Dans cette lecture, le geste — ou son absence — doit être compris à l’aune de sa portée symbolique, en n’excluant pas la personne de son statut de chef de l’Etat. « Il a choisi, par humilité et par conscience de son rôle, de concentrer l’attention non pas sur le geste extérieur, mais sur le sens profond de sa mission », explique encore l’ambassadeur. Et d’insister : « l’essentiel n’était pas dans les chaussures, mais dans le message ».
Une manière, selon lui, d’inviter à dépasser les apparences. « Lorsque le doigt montre la lune, l’ignorant regarde le doigt », cite-t-il, pour illustrer ce qu’il considère comme une lecture superficielle de l’événement.
Pour Antoine Ghonda, « certains se sont arrêtés à l’apparence, là où il fallait contempler la portée historique de l’acte posé ». Il conclut en recentrant le débat : « le Chef de l’État est allé délivrer un message (…) celui d’une reconnaissance, d’une élévation, et d’un accomplissement attendu depuis des générations ».
Entre symbolique religieuse et neutralité de l’État
Au-delà de cette interprétation spirituelle, il faut contextualiser la personne du Chef de l’État qui, en tout temps et en tout lieu, « incarne l’État, la République ». À ce titre, elle est tenue de préserver la laïcité de l’État, « partout où elle se trouve, aussi bien sur le territoire national qu’à l’étranger ».
Cette exigence de neutralité trouve des échos dans d’autres contextes. A titre illustratif, lors des obsèques de l’artiste français Johnny Hallyday, le Président Emmanuel Macron avait choisi de ne pas entrer dans la chapelle où se déroulait l’office religieux, préférant s’exprimer à l’extérieur afin de respecter le principe de laïcité.
« Quelles que soient ses convictions, il est chef de l’Etat, et à ce titre, garant de la séparation de l’Eglise et de l’Etat », commentait alors l’Elysée en réponse à une polémique similaire dans les réseaux sociaux. De même, Macron s’était ravisé en dernière minute lorsqu’il avait voulu faire le signe de la croix devant le cercueil du défunt. « Faire ainsi un signe de croix en public aurait pu être une source de critiques », analysait-on encore, alors que les autres officiels, dont d’anciens chefs d’Etat comme Sarkozy, s’étaient signé.
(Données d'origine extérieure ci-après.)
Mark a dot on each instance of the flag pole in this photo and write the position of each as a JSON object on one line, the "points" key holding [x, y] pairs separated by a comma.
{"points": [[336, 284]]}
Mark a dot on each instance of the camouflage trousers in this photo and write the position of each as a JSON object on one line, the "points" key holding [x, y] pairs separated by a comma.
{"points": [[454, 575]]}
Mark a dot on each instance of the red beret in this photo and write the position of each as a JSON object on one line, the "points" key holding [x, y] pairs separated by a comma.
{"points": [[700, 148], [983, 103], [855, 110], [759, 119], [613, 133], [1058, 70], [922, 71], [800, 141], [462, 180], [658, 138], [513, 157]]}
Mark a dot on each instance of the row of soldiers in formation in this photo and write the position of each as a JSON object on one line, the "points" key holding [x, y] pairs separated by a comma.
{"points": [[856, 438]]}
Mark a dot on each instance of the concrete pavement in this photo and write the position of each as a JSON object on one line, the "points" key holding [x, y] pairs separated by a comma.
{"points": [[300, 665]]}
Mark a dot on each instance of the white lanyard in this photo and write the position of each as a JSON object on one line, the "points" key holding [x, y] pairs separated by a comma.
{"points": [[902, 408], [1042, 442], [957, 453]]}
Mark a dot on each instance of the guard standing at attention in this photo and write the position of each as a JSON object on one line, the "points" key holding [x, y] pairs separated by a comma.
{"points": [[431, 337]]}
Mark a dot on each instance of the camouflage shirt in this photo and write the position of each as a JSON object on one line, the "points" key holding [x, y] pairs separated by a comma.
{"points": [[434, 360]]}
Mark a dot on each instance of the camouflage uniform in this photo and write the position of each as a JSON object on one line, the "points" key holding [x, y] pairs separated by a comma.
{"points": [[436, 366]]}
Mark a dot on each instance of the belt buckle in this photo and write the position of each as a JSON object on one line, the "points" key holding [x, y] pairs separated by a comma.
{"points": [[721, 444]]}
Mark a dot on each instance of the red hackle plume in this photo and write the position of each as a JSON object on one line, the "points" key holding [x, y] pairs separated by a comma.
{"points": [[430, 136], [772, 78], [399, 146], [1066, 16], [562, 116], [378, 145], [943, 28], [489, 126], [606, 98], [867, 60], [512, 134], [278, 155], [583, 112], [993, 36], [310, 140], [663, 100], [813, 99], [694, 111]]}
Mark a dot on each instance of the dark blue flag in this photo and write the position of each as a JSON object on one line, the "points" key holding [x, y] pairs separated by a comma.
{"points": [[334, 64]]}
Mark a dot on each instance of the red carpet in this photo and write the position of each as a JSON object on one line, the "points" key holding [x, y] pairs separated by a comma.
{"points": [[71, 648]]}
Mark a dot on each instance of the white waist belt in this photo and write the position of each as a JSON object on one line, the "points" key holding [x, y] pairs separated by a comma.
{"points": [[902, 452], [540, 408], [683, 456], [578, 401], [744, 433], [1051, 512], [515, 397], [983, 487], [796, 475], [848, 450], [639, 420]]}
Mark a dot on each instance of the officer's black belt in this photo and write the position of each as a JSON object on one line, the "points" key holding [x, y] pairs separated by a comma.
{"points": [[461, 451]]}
Ainsi donc, si la controverse persiste dans certains cercles, les explications fournies par l’Ambassadeur Antoine Ghonda, et l’illustration présidentielle de la France sur la même condition religieuse invitent à une lecture plus large de l’événement : celle d’un moment à la fois historique, symbolique et institutionnel, dont la portée dépasse le simple débat sur un geste rituel.